¡Salvemos al séptimo arte!


La cultura es uno de los estandartes de la sociedad. El mundo ha planteado incógnitas y ha fascinado al ser humano desde que apareció, despertando la necesidad de expresar lo que sienten a través del arte. La esencia del arte es lo que perdura y hace crecer a las personas en su forma de ser, aportando conocimientos para comprender mejor el mundo en el que viven. Para mi eso es cultura, y la cultura merece ser conocida, tiene que ser protegida y el acceso a ella debe ser fundamental para que las sociedades se estructuren en torno a ella.
Como se puede comprobar en el primer párrafo, me apasiona la cultura y soy un firme defensor de que debe estar a disposición del mayor número de personas posible para no ser una sociedad ignorante. Por ello, he accedido al Anuario de Estadísticas Culturales 2017, realizado por el Ministerio de Educación, Cultura y Deporte, para analizar estadísticamente cual es la situación cultural de España. Me he centrado en el cine porque dentro de las artes es la que mas me hace disfrutar, pero podía haber escogido cualquier otra área cultural, ya que ninguna debe ser tratada con menor respeto. 

El cine vivió una bajada del número de espectadores abismal con la crisis económica de 2008. Poco a poco se va recuperando pero está lejos de alcanzar los espectadores del año 2001, que fueron 140 millones. Este hecho supone una recaudación que también se resiente entre estos años, aunque igual que el número de espectadores está creciendo. El número de películas estrenadas obtuvo récord en lo que va de siglo XXI en el año 2016, con 626. Cabe destacar la diferencia tan grande que existe entre las películas españolas y las extranjeras, en cuanto a estrenos y en cuanto a recaudación. Las películas extranjeras ganan en estrenos y en ingresos a las españolas por mucha diferencia, haciéndonos ver que no se apuesta lo suficiente por el cine español y el espectador prefiere elegir el europeo y norteamericano.

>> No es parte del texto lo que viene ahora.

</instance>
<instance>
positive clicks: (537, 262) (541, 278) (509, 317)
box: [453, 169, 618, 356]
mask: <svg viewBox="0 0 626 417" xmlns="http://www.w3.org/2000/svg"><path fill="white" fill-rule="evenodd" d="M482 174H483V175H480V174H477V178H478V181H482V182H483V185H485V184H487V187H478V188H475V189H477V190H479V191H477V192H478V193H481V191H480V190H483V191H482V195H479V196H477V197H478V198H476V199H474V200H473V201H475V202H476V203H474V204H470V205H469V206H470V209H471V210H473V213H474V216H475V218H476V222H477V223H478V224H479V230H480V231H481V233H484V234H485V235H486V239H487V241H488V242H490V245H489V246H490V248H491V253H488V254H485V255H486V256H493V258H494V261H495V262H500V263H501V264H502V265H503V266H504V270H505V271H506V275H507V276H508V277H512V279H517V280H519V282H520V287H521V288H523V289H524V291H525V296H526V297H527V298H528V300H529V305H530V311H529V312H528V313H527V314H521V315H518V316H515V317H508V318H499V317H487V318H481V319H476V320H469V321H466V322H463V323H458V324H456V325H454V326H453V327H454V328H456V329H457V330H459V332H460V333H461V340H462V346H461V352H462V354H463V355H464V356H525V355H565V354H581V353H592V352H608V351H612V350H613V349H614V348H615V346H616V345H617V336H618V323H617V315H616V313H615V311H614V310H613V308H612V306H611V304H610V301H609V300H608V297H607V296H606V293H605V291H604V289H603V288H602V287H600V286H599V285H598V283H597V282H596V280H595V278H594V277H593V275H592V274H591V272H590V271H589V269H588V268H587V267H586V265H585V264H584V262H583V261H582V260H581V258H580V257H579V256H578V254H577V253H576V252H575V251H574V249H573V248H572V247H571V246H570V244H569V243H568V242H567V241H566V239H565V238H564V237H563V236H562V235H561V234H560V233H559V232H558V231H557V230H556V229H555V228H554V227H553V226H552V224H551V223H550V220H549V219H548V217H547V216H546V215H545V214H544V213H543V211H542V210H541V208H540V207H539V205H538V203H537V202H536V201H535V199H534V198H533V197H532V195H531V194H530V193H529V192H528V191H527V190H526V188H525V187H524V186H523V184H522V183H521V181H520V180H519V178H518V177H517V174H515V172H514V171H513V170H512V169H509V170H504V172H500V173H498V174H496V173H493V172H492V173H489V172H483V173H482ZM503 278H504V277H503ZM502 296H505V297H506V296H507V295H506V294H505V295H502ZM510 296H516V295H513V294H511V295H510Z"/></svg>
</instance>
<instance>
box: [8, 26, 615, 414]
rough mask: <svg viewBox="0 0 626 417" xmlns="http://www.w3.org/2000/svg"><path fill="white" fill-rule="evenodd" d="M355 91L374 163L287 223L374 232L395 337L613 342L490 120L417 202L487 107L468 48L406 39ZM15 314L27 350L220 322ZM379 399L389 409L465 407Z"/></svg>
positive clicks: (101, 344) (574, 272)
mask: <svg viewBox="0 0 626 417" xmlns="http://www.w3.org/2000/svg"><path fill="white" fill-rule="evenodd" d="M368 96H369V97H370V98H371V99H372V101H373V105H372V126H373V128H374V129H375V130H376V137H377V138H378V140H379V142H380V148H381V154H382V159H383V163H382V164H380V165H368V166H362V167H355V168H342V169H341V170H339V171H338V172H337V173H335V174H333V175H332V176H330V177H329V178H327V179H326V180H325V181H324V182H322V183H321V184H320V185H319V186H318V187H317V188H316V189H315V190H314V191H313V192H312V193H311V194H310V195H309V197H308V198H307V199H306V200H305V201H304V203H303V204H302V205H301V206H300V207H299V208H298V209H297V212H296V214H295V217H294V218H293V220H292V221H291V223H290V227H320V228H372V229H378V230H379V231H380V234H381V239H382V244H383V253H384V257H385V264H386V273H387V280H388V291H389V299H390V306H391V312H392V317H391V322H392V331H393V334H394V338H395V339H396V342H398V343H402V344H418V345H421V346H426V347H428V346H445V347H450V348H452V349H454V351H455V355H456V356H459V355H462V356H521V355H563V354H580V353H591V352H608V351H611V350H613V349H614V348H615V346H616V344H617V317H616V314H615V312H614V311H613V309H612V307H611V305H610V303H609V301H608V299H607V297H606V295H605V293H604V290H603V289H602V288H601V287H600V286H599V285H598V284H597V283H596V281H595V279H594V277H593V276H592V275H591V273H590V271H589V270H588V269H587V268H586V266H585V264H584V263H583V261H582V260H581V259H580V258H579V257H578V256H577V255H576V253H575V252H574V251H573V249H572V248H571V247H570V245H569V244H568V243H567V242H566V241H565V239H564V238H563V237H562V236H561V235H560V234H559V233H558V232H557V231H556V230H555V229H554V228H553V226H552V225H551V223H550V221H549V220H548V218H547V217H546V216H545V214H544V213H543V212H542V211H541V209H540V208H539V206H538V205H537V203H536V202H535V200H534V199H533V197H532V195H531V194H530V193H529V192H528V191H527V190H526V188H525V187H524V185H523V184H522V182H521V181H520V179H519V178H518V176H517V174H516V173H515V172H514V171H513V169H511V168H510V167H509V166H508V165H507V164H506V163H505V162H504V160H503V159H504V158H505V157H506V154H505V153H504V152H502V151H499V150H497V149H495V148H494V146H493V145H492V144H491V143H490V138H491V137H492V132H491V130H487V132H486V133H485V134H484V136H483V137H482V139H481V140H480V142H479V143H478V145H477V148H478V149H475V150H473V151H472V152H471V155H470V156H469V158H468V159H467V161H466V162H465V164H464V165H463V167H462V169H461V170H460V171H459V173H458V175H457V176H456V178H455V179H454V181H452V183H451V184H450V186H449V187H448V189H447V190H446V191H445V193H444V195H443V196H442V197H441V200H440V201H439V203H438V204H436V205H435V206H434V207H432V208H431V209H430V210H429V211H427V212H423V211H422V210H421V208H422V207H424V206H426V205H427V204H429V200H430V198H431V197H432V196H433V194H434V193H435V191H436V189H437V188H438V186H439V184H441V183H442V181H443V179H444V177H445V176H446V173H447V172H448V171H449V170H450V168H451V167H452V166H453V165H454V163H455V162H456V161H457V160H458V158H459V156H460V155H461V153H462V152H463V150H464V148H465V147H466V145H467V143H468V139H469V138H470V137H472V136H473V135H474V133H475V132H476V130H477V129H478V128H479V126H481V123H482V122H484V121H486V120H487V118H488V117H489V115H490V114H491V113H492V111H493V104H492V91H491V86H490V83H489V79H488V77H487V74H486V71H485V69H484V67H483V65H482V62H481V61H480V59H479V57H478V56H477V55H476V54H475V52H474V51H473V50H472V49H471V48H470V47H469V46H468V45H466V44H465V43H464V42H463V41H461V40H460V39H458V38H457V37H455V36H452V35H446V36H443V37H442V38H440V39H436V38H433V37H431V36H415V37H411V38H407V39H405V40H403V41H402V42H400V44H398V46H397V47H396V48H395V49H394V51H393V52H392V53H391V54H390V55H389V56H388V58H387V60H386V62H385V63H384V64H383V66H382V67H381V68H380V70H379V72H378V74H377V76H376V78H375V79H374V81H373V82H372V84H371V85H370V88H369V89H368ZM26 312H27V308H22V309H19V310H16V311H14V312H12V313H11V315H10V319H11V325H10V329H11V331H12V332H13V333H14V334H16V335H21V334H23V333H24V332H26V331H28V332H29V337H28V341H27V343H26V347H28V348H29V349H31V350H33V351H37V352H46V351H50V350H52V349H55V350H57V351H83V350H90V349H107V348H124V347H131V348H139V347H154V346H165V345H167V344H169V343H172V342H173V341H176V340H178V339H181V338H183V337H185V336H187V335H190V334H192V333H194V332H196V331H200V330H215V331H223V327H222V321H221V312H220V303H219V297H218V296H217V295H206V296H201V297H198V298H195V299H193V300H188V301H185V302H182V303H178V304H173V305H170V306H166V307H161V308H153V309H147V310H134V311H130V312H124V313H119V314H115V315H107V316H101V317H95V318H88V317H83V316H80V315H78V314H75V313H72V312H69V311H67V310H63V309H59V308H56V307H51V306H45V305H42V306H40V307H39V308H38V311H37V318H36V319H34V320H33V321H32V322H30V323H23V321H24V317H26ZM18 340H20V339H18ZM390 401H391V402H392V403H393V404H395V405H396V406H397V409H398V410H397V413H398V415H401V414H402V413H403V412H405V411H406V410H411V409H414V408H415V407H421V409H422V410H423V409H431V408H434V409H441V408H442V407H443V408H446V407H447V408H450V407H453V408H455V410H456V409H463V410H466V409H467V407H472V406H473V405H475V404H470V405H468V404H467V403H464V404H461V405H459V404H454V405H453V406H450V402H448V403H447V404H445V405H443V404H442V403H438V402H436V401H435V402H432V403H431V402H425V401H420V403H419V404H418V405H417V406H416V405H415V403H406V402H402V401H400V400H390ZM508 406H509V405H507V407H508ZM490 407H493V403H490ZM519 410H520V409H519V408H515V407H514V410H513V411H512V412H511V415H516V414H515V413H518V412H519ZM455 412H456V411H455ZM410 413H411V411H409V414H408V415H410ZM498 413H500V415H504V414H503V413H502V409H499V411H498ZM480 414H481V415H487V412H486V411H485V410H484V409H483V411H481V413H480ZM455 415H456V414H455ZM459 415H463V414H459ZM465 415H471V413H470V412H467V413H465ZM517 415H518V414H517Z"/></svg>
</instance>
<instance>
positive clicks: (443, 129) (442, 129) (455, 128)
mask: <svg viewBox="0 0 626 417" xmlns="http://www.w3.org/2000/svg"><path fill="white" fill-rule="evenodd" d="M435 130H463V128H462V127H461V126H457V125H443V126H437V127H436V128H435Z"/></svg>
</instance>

Cataluña, Comunidad de Madrid y Andalucía son las comunidades autónomas donde más cine puede verse, debido al poder económico que tienen. 
Al ver estos resultados llego a la conclusión de que el cine en España comienza a ver la luz al final del túnel pero está lejos de ser el arte estrella en la sociedad, como sí lo fue antes de la crisis. Hay que apostar por el cine nacional, sin dejar de lado al extranjero, pero intentando equilibrar ambos mediante la producción de cintas en España. La crisis de 2008 supuso una pérdida considerable de dinero en el bolsillo del espectador, que comenzó a dejar de ir a las salas de cine. Estamos ante un desafío crucial para nuestra sociedad, y es devolver el cine al sitio que se merece, sin poner trabas al espectador con el precio de la taquilla y como espectadores debemos aprovechar días especiales con descuentos y ofertas que nos ofrecen varias salas, para así reconducir esta maravilla llamada cine.